Fake Comments and Federal Agencies
James V. Grimaldi at WSJ:
Senate investigators found that federal agencies do little or nothing to stop crimes and abuses committed in the systems they use to collect public comments on proposed regulations.
A new bipartisan report, issued Thursday, said the agencies haven’t acted in even the most egregious cases, where real people’s identities, including dead people’s, are stolen and then submitted with comments they never wrote.
The Senate Permanent Subcommittee on Investigations report comes after The Wall Street Journal in 2017 exposed thousands of other fraudulent comments on regulatory dockets at federal agencies, some using what appear to be stolen identities posted by computers programmed to pile comments onto the dockets.
Findings of Fact:
Most federal agencies lack appropriate processes to address allegations that people have submitted comments under fraudulent identities. Recent reports demonstrate that individuals are using false identities to submit comments. Agencies, however, lack both the ability to determine if people submit comments under valid identities and appropriate processes to address allegations that fraud or identity theft has occurred. Only one agency contacted by the Subcommittee—the CFTC—said that it had referred suspicious activity to the Federal Bureau of Investigation (“FBI”). Other agencies, including the CFPB, the Department of Labor, and the FCC, all were aware of comments submitted under false identities regarding their rules, but took little action to address them.

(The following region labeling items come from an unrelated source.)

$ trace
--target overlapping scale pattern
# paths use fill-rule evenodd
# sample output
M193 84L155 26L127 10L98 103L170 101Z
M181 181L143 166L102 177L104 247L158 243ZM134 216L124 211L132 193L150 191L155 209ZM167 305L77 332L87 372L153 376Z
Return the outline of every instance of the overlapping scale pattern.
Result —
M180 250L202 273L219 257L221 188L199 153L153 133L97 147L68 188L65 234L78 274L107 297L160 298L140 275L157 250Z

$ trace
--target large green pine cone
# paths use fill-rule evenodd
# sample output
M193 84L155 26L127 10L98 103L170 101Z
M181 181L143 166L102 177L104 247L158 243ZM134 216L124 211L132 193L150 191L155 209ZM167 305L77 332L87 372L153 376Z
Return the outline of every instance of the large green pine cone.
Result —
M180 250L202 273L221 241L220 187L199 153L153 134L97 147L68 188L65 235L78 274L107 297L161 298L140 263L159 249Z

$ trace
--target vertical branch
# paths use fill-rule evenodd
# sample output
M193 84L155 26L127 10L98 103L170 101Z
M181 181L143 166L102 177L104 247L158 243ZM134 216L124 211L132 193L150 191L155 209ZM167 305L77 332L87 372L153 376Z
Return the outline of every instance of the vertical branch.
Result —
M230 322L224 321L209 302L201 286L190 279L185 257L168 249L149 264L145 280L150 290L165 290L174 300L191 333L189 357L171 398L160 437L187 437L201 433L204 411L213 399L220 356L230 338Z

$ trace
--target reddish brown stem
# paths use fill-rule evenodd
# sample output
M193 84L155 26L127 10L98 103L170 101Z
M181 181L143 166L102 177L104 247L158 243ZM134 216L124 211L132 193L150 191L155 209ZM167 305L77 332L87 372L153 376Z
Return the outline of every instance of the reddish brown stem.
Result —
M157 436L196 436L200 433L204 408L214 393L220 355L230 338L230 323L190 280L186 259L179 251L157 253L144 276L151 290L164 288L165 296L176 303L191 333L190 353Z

The FCC’s process for addressing comments submitted under false identities potentially causes additional harm to victims of identity theft and the comment process as a whole. The only remedy the FCC provides to people who allege that their identities have been used to post a comment they did not authorize is for the identity theft victims to post a separate comment to establish their own position on an issue. This adds even more comments to often lengthy dockets, making them less useful to the public and to FCC staff. It also requires the victims to engage in a regulatory process in which they potentially have no interest in engaging.
None of the commenting systems use CAPTCHA or other technology to ensure that real people, instead of bots, are submitting comments to rulemaking dockets. This leaves thecommenting process more vulnerable to abuse by malicious actors.